Here's what we're making today. A trio of pinwheels surrounded by sweet squares. Spins & Squares!
And because if one is cute, two is cuter, I made a second version out of solids. I reversed the colors in the pinwheel so you can decide which way you like best. So let's get started!
six 3" squares - white
six 3" squares - purple
fourteen 2.5" squares - assorted
two 2.5" x 4.5" - white
two 2.5" x 6.5" - white
Start by laying out your block. Decide on your fabric placement. Then begin making half square triangles. Pair up one white and one purple 3" square. Use your favorite method, I have a tutorial here. You can finger press the white one in half along the diagonal and then stitch 1/4" from the fold line. Sometimes I draw a line instead of pressing.
Cut them apart and trim them to 2 1/2" squares. I recently bought a Quilt in a Day triangle square up ruler, and I love it for trimming. As you can see, you aren't trimming off much.
Snip off the tips before you press them open.
Once you have your HSTs trimmed & pressed, decide which way you want them to spin. I think I prefer the white to be on the bottom of the half square triangle, instead of on top like in these pictures. But you can decide for yourself.

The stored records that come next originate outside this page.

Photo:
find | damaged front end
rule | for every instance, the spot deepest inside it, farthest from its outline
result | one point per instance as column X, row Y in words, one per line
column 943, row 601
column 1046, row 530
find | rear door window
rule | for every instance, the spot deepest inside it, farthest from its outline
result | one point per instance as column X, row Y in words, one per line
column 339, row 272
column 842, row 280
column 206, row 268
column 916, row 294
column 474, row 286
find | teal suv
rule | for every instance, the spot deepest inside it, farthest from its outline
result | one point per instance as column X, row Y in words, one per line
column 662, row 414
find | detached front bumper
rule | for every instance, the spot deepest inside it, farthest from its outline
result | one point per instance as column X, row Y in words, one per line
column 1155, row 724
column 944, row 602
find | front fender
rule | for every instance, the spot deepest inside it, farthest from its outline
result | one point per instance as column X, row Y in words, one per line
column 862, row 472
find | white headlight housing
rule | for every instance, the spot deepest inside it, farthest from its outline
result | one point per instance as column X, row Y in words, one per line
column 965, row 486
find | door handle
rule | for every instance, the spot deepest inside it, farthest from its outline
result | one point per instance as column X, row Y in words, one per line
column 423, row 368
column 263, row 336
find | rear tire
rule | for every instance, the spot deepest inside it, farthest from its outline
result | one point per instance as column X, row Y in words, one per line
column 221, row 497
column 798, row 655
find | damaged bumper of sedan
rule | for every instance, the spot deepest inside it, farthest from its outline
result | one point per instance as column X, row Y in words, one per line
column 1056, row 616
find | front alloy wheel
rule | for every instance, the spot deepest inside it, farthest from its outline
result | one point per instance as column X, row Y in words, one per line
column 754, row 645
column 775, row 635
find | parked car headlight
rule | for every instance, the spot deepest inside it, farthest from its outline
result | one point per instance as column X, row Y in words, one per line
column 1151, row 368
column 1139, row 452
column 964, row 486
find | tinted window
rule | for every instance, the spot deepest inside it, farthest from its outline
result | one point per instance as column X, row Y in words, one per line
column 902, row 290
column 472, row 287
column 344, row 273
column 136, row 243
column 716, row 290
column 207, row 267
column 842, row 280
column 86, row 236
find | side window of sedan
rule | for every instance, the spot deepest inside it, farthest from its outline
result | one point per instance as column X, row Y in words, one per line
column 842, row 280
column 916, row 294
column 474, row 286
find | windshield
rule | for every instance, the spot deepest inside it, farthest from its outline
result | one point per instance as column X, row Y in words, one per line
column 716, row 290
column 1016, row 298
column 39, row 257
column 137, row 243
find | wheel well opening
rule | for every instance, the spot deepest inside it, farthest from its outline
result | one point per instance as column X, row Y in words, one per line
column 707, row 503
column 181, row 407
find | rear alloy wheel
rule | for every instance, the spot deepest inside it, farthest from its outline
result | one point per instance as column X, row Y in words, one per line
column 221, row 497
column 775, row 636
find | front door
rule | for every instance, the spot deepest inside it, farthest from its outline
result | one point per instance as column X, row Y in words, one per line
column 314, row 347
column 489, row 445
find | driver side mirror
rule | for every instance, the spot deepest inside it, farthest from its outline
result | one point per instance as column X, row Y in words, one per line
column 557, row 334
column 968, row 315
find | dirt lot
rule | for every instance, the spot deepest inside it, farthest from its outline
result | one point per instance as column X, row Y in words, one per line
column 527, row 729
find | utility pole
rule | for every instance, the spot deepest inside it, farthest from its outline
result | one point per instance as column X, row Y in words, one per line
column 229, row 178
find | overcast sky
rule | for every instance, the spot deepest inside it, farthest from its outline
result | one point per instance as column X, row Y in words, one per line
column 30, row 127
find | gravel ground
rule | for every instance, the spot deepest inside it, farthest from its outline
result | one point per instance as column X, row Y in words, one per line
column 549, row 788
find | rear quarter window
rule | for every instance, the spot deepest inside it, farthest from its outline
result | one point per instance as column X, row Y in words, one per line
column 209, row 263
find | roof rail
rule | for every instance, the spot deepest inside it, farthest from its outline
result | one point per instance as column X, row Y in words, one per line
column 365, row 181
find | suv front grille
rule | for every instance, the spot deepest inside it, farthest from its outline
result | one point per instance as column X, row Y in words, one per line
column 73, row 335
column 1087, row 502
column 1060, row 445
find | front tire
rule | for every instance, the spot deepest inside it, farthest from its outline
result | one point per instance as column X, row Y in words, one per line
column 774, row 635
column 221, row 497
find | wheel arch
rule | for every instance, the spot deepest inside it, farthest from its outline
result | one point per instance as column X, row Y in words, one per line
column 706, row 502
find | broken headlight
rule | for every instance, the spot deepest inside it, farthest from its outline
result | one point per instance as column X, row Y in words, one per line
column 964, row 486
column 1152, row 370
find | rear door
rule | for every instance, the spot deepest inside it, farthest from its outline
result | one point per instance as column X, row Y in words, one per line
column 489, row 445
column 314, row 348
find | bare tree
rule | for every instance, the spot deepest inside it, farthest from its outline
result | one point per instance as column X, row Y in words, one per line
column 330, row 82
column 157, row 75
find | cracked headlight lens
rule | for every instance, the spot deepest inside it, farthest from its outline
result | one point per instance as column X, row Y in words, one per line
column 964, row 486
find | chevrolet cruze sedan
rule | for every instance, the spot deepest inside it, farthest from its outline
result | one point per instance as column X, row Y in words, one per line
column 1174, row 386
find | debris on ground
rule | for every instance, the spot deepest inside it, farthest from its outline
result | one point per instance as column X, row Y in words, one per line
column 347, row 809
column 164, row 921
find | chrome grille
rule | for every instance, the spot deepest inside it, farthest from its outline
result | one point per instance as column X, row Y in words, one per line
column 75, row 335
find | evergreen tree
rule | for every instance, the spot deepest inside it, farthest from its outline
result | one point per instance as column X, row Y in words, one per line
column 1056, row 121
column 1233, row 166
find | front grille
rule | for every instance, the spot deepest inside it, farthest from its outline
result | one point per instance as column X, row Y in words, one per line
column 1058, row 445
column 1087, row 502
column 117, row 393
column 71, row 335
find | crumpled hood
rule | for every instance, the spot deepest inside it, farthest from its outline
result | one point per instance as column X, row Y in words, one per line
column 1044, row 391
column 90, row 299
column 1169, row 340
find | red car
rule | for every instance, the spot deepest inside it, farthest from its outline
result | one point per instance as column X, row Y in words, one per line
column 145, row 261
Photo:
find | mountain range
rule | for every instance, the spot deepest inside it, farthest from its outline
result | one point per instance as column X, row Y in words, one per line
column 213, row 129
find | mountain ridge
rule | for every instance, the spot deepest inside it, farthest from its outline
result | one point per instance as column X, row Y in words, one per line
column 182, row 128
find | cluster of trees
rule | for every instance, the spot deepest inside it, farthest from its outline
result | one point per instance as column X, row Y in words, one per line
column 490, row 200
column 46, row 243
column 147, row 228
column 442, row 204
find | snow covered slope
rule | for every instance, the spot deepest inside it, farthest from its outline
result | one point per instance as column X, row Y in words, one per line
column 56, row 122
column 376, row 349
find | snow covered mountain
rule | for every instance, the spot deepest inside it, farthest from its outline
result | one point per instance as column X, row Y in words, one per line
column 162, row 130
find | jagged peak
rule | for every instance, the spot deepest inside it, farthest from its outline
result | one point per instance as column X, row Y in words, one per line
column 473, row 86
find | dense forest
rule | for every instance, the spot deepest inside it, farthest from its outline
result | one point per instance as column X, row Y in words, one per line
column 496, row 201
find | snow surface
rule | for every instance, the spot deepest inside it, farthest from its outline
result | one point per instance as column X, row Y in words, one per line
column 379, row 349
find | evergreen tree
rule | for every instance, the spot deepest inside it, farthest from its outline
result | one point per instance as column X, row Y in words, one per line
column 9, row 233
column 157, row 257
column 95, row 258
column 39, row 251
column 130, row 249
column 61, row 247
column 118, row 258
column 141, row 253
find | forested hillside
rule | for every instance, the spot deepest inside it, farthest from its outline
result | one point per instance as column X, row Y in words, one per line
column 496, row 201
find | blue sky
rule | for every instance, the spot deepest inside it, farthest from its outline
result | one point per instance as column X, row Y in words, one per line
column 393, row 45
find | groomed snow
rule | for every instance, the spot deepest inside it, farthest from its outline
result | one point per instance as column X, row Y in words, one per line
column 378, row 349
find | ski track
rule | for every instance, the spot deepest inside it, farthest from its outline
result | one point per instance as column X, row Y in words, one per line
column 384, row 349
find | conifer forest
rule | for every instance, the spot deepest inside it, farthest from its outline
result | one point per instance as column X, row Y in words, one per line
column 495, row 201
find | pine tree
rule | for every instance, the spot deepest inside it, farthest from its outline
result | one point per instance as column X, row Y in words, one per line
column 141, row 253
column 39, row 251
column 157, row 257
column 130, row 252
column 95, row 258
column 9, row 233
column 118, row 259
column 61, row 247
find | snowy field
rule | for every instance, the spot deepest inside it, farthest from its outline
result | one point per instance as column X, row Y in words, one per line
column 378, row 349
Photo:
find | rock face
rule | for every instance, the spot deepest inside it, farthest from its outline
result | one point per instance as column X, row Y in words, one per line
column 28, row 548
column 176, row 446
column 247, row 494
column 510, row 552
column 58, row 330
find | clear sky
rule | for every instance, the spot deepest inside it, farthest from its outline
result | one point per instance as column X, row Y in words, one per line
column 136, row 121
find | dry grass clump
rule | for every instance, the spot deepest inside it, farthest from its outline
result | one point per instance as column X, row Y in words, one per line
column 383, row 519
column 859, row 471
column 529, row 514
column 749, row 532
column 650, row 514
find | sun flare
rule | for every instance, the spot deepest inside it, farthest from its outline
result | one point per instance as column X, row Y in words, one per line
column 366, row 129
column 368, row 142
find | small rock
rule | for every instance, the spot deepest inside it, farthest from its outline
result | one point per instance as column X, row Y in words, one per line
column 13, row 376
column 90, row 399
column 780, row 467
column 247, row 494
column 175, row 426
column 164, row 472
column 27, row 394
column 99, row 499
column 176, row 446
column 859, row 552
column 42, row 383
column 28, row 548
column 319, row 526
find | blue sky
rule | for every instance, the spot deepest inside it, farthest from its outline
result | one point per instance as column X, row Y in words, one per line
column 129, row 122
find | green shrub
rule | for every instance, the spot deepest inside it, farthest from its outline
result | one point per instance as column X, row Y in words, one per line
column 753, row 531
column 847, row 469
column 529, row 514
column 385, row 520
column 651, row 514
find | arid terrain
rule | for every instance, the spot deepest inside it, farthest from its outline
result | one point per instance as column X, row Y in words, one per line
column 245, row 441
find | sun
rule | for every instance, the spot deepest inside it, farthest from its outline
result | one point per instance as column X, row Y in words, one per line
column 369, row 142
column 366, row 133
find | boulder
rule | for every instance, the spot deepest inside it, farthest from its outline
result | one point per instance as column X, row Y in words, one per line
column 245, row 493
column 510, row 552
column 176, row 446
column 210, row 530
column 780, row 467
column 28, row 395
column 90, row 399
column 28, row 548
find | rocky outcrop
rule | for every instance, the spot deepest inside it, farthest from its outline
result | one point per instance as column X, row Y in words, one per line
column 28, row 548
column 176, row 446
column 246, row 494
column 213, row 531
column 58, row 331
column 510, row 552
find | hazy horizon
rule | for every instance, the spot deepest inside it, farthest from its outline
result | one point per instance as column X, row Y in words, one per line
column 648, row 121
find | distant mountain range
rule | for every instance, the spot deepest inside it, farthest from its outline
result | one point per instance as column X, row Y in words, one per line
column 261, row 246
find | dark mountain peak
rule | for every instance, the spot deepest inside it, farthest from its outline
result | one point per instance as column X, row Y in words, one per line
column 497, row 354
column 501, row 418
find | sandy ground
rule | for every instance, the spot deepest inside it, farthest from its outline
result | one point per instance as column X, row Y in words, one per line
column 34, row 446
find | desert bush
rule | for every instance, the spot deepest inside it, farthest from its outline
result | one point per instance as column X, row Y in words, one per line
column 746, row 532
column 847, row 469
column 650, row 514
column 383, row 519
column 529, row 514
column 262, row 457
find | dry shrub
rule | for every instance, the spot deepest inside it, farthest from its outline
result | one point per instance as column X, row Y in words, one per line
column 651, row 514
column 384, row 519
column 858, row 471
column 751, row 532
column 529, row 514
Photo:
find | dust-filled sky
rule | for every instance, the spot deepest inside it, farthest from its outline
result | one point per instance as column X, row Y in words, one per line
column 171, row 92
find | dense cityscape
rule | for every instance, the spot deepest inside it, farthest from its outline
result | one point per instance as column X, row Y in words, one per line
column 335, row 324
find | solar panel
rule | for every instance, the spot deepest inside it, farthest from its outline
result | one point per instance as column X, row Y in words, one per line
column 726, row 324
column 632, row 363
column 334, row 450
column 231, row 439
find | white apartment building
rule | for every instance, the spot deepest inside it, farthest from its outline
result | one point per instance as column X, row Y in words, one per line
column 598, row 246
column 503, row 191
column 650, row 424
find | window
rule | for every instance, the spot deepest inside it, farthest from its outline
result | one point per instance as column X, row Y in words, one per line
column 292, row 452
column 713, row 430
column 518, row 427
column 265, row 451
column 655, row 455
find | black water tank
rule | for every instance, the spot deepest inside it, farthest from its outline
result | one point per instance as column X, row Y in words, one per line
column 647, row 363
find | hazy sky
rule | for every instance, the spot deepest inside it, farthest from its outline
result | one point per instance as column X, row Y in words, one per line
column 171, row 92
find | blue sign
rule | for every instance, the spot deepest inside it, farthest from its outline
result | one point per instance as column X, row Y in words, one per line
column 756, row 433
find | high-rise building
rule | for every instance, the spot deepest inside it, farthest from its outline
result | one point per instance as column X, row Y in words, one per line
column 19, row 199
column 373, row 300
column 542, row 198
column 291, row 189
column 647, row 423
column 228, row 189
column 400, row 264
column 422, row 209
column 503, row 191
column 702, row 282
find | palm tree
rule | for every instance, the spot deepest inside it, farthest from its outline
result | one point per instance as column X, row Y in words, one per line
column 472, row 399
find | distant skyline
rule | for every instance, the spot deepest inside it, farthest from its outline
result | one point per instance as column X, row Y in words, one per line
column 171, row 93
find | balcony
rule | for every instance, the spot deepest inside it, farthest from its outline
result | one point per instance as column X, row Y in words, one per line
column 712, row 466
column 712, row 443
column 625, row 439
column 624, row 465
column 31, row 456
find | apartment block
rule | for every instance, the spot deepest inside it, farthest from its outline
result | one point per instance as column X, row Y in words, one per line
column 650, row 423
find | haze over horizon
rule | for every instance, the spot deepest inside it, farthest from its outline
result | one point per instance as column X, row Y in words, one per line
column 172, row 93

Sew them together in pairs. Then sew two pairs together for your pinwheel. I open out the center seam when I press, it seems to give me the flattest block. Now you have a pinwheel! Repeat two more times.
Next, start piecing together your squares. This block is put together in three columns, as shown below. (don't be intimidated by my artistic skills, lol!) The arrows show the direction for pressing most of the seams, to allow them to nest neatly together.
For the first column, piece three of the 2.5" squares together. Then attach a white 2.5" x 6.5" strip to it. Repeat. This unit gets stitched in between a pinwheel block and a set of two 2.5" blocks(sewn together).
For the middle, it's two of the 2.5" squares stitched together, with a white 2.5" x 4.5" strip sewn to it. Repeat. Then place one unit on the top and bottom of a pinwheel block.
The third column is the same as the first, only upside down.